Amiga:
Conforme minha promessa, estou enviando um e-mail
contando as novidades da minha primeira semana
depois de ser transferida pela firma para o Rio de
Janeiro.
Terminei hoje de arrumar as coisas no meu novo
apartamento. Ficou uma gracinha, mas estou exausta.
São dez da noite e já estou pregada.
Segunda-Feira:
Cheguei na firma e já adorei.
Entrei no elevador quase no mesmo instante que o
homem mais lindo desse planeta.
Ele é loiro, tem olhos verdes e o corpo musculoso
parece querer arrebentar o terno. Lindooooo! Estou
apaixonada.
Olhei disfarçadamente a hora no meu relógio de pulso
e fiz uma promessa de estar parada defronte ao
elevador todos os dias a essa mesma hora.

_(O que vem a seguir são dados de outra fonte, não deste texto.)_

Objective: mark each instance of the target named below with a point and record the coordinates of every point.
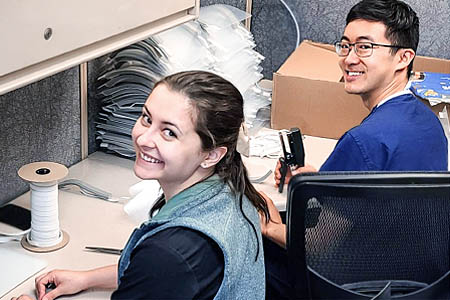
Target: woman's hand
(22, 297)
(61, 282)
(274, 229)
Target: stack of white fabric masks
(217, 42)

Ele desceu no andar da engenharia. Conheci o pessoal
do setor, todos foram atenciosos comigo. Até o meu
chefe foi super delicado. Estou maravilhada com essa
cidade.
Cheguei em casa e comi comida enlatada. Amanhã vou a
um mercado comprar alguma coisa.
Terça-Feira:
Amiga! Precisava contar. Sabe aquele homem de quem
falei? Ele olhou para mim e sorriu quando entramos
no elevador. Fiquei sem ação e baixei a cabeça. Como
sou burra!
Passei o dia no trabalho pensando que preciso fazer
um regime. Me olhei no espelho hoje de manhã e estou
com uma barriguinha indiscreta. Fui no mercado e só
comprei coisinhas leves: biscoitos, legumes e chás.
Resolvido! Estou de dieta.
Quarta-Feira:
Acordei com dor-de-cabeça. Acho que foi a folha de
alface ou o biscoito do jantar. Preciso manter-me
firme na dieta.
Quero emagrecer dois quilos até o fim-de-semana. Ah!

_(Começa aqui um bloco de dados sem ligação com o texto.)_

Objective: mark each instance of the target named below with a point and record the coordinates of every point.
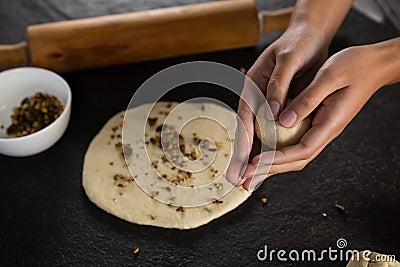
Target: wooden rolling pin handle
(13, 55)
(277, 20)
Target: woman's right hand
(285, 68)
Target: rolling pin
(145, 35)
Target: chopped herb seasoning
(159, 128)
(33, 114)
(339, 207)
(219, 144)
(181, 209)
(127, 151)
(217, 201)
(152, 121)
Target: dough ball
(284, 136)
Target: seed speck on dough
(181, 209)
(340, 207)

O nome dele é Marcelo. Ouvi um amigo dele falando
com ele no elevador. E ainda tem mais: ele
desmanchou o noivado há dois meses e está sozinho.
Consegui sorrir para ele quando entrou no elevador e
me cumprimentou. Estou progredindo, né?
Como faço para me insinuar sem parecer vulgar?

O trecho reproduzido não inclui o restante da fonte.